The pilot program is aimed at treating mental illness in community health centers the same way other illnesses are treated, and provides federal aid to hospitals and law enforcement agencies who are often the first to confront people suffering from mental health and addiction crises.

Blunt, a Republican, and Sen. Debbie Stabenow, D-Mich., have been primary sponsors of the project, which they say is not designed to create a new federal program, but to demonstrate to states that they can save lives and money if they integrate mental health treatment into community health centers.

The program provides instantaneous access to mental health professionals when sheriffs, police officers or emergency room health care professionals see people who could use those services instead of jail.

“Our effort is to put together enough information so it becomes obvious that … it is the right thing to do (so) that police and emergency rooms should not have to become the de facto mental health delivery systems in the country. Nobody benefits from that,” Blunt said.

Blunt, Stabenow and Reps. Doris Matsui, D-Calif., and Markwayne Mullin, R-Okla., are sponsoring legislation to not only extend the program in the eight current pilot states, but to extend it to 11 others. An estimated cost has not yet been determined by the Congressional Budget Office.

Heebner said she’s talking with state mental health officials to extend the program should federal support lapse. She said her company has been able to hire about 500 additional mental health professionals in Missouri. She said suicides are down 70 percent over last year in the counties they serve.

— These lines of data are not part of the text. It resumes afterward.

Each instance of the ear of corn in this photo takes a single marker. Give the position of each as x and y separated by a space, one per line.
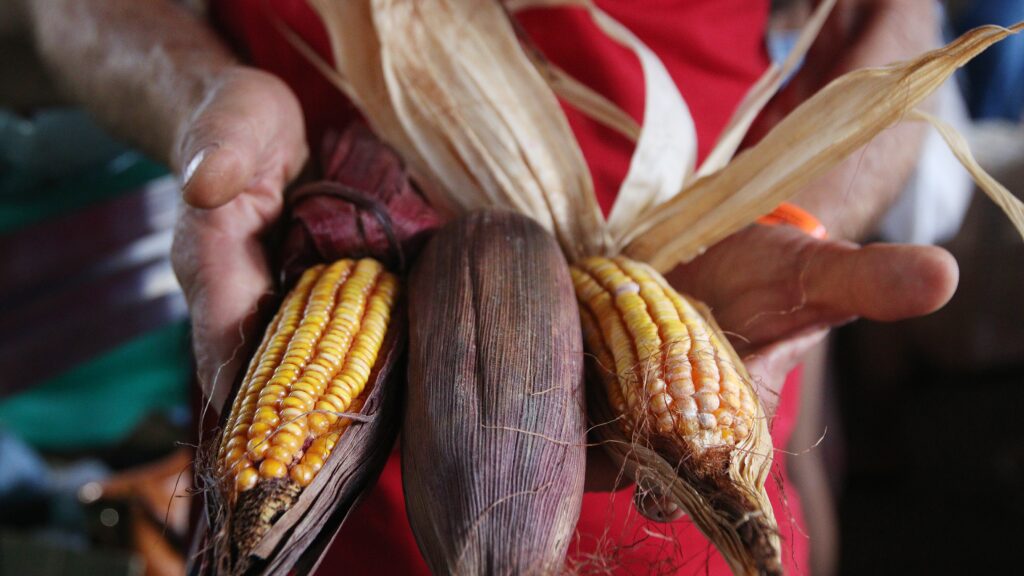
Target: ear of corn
678 392
494 438
312 366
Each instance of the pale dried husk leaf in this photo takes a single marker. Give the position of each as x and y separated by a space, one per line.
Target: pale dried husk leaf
488 134
761 93
815 137
450 85
1013 207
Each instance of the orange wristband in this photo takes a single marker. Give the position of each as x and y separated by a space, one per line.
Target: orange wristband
794 215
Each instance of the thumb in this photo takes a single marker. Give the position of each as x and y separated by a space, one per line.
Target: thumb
248 130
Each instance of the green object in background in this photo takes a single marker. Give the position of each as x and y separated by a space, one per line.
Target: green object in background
57 162
52 164
99 402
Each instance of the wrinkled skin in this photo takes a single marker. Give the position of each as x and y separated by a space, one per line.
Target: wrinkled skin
793 288
161 78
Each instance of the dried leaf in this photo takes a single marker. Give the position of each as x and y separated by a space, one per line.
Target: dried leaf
1013 207
816 136
494 440
759 94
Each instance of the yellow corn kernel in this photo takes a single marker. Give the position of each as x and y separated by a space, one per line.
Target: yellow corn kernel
667 369
313 363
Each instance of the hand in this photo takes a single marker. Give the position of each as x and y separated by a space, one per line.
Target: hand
775 291
237 153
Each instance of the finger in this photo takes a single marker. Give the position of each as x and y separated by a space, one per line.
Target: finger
770 366
881 282
249 130
655 506
225 280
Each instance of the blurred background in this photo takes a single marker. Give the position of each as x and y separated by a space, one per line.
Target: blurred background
909 453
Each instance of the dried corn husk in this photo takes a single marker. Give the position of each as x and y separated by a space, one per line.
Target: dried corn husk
365 207
449 84
494 440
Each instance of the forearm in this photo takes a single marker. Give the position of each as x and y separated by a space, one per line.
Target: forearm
141 67
850 199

Compass has taken about 2,700 referrals for people suffering from mental illness episodes from law enforcement officials, Heebner said, adding: “We are tackling the opioid epidemic head on” through the program.

In Missouri and elsewhere, the pilot project has equipped law enforcement offices with computers that officers use to link people in distress with online consultations with mental health officials. That cuts down on the wait time for treatment from weeks to hours, and it frees jails from housing people who would more benefit from behavioral health treatment, local officials who said.

James Willyard, assistant police chief in Pryor, Okla., said the program has allowed his department to cut down response times, “keeping people out of jail and into the treatment they need.

“The officers can take that tablet to the scene and let that person who is needing treatment talk to a clinician,” Willyard said of his 27-officer department. “Now we can literally go to a scene, let them talk to a clinician, take them to a treatment facility and be back out on the street in 30 minutes.”

Dea Duggan, 39, of Buffalo, N.Y., who suffered from mental illness and substance abuse and lost custody of her four children, said that walking into a community health center under the pilot program saved her life.